Daily Wrap-up: Oil gains 13 per cent but still ends below $30

Oil gains 13 per cent but still ends below $30... Scotiabank’s CEO says economy is not as bad as we think... Services will drive Canada’s post-oil economy... Canaccord Genuity cuts jobs amid $346 million loss...

Steve Randall
Oil gains 13 per cent but still ends below $30
There was a surge for US crude Friday with prices gaining almost 13 per cent on reports of potential OPEC talks and US retail data. Despite the gains the price ended the session below $30 and has suffered large losses this week.

Banks and energy stocks helped the main index of the Toronto Stock Exchange close more than 2.4 per cent higher.

Wall Street also gained with a 2 per cent gain for Dow and gains that were not far behind for the S&P and Nasdaq.

Asian markets had closed lower earlier in the day with Shanghai set to re-open Monday.

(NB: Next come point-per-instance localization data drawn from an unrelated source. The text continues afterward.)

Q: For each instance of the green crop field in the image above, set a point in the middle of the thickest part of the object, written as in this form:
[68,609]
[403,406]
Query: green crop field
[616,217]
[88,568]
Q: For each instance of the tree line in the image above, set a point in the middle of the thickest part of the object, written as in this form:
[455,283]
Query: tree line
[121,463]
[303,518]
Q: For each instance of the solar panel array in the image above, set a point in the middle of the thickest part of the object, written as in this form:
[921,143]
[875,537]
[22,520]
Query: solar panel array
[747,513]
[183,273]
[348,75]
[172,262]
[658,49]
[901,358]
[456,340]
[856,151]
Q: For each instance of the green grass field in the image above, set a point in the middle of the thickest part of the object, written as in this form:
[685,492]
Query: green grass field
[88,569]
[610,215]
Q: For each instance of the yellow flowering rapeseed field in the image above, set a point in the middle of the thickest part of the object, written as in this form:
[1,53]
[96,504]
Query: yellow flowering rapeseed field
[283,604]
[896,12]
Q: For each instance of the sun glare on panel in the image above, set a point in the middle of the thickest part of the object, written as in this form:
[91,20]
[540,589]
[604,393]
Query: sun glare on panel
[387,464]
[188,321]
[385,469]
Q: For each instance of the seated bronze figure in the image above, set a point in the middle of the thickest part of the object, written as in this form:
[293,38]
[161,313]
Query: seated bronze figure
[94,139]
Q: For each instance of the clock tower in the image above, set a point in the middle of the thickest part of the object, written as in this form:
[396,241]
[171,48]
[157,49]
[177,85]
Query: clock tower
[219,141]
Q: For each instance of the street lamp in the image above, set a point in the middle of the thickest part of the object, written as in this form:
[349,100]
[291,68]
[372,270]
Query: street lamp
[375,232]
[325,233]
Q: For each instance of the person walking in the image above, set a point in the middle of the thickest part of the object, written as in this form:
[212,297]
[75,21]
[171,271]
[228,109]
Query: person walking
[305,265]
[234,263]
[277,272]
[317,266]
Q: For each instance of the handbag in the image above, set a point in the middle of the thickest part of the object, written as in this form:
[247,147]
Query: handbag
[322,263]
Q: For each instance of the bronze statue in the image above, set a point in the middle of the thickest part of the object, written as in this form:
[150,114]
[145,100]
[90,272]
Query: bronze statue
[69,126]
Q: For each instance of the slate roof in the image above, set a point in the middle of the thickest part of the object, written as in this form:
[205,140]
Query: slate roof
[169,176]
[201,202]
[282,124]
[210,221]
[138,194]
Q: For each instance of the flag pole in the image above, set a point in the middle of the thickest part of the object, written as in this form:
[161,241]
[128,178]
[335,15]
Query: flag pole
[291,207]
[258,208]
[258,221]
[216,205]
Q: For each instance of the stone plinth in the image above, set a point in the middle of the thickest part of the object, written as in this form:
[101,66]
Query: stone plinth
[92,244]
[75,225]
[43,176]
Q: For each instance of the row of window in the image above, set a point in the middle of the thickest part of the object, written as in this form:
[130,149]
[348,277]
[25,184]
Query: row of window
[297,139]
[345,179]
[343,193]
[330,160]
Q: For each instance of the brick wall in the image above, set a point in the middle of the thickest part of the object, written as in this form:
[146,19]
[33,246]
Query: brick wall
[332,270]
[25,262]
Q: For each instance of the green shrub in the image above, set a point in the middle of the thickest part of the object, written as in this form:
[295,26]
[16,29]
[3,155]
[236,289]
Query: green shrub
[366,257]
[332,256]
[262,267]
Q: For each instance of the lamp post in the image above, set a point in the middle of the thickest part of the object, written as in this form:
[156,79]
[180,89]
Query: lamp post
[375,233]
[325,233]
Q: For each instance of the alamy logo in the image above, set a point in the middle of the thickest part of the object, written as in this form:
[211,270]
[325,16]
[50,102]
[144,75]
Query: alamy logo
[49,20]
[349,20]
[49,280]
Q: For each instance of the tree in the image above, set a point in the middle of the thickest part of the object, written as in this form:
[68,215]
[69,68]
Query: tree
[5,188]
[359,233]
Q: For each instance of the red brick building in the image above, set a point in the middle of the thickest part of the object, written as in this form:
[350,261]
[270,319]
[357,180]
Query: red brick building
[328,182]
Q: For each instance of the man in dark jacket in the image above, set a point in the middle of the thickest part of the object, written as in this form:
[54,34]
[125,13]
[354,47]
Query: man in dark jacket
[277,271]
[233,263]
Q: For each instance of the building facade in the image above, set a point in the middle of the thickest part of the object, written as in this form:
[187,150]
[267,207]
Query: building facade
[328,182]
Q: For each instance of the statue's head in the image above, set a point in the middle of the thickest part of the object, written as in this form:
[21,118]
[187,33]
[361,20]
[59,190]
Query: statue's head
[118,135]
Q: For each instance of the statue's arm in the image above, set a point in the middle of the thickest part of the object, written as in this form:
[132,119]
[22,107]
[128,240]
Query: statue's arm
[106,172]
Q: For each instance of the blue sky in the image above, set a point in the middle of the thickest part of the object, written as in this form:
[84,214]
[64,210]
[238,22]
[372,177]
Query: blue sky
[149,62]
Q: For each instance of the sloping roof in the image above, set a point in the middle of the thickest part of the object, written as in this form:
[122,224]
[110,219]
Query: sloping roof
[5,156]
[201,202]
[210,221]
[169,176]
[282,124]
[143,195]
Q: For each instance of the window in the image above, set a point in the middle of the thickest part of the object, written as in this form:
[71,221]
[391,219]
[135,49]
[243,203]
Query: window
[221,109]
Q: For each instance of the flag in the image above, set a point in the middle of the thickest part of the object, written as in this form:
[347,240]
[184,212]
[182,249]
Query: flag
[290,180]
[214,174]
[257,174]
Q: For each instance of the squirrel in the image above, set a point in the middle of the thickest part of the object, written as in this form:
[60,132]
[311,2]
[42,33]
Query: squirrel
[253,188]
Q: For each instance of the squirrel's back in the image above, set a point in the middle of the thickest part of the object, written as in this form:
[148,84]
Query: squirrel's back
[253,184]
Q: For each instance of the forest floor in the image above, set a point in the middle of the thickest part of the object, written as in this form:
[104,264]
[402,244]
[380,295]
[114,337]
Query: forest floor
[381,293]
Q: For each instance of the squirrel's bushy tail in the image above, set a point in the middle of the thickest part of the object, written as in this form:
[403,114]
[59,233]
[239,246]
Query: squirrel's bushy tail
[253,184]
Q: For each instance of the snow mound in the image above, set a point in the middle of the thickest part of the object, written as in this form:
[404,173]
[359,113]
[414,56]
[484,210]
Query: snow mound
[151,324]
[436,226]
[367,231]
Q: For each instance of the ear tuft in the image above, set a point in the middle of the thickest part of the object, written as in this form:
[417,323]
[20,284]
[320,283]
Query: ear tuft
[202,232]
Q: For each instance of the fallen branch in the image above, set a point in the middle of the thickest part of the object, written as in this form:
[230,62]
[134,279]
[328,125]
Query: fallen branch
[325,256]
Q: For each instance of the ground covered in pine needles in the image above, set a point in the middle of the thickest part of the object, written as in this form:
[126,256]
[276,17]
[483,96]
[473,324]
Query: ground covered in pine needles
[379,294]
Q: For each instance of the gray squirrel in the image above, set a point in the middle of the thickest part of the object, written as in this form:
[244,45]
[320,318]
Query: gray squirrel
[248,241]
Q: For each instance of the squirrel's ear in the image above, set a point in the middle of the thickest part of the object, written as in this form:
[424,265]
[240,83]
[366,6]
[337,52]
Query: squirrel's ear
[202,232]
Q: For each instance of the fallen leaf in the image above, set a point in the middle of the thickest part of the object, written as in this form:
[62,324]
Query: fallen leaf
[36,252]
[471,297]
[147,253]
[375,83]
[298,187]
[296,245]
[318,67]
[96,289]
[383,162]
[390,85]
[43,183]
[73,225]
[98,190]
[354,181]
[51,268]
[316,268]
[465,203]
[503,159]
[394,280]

European indexes closed broadly higher with gains of around 3 per cent.
 
The S&P/TSX Composite Index closed up 293.9 (2.43 per cent)
The Dow Jones closed up 313.7 (2.00 per cent)
Oil is trending higher (Brent $32.89, WTI $29.11 at 4.30pm)
Gold is trending lower (1237.70 at 4.30pm)
The loonie is valued at U$0.7214
 
Scotiabank’s CEO says economy is not as bad as we think
The Canadian economy is doing better than some media reports suggest and that creates a negative cycle among consumers and businesses. That was the message from the chief executive of the Bank of Nova Scotia speaking to the Canadian Club of Toronto Friday. Brian Porter said that there is a disconnect between financial markets and the economy and turbulence in the markets does not necessarily mean weakness in the economy. He said that businesses are still hiring and investing.
 
Services will drive Canada’s post-oil economy
The services sector is ready to live in the post-oil economy whereas manufacturing is not. The Conference Board of Canada has considered which industries are the winners and losers of lower oil prices and a lower Canadian dollar. Manufacturing needs to invest in facilities and workers in order to grow but some may fall behind according to the report. Services such as financial and insurance, IT and transport should thrive.
 
Canaccord Genuity cuts jobs amid $346 million loss
Canaccord is cutting 7 per cent of its workforce, 125 people in Canada, UK and US, as the volatile markets make an impact. The brokerage has written down $321 million of the value of its capital assets division and posted a loss for the third quarter of 2015 of $346 million. For the fourth quarter revenue was up 9 per cent but costs also rose, by a larger amount.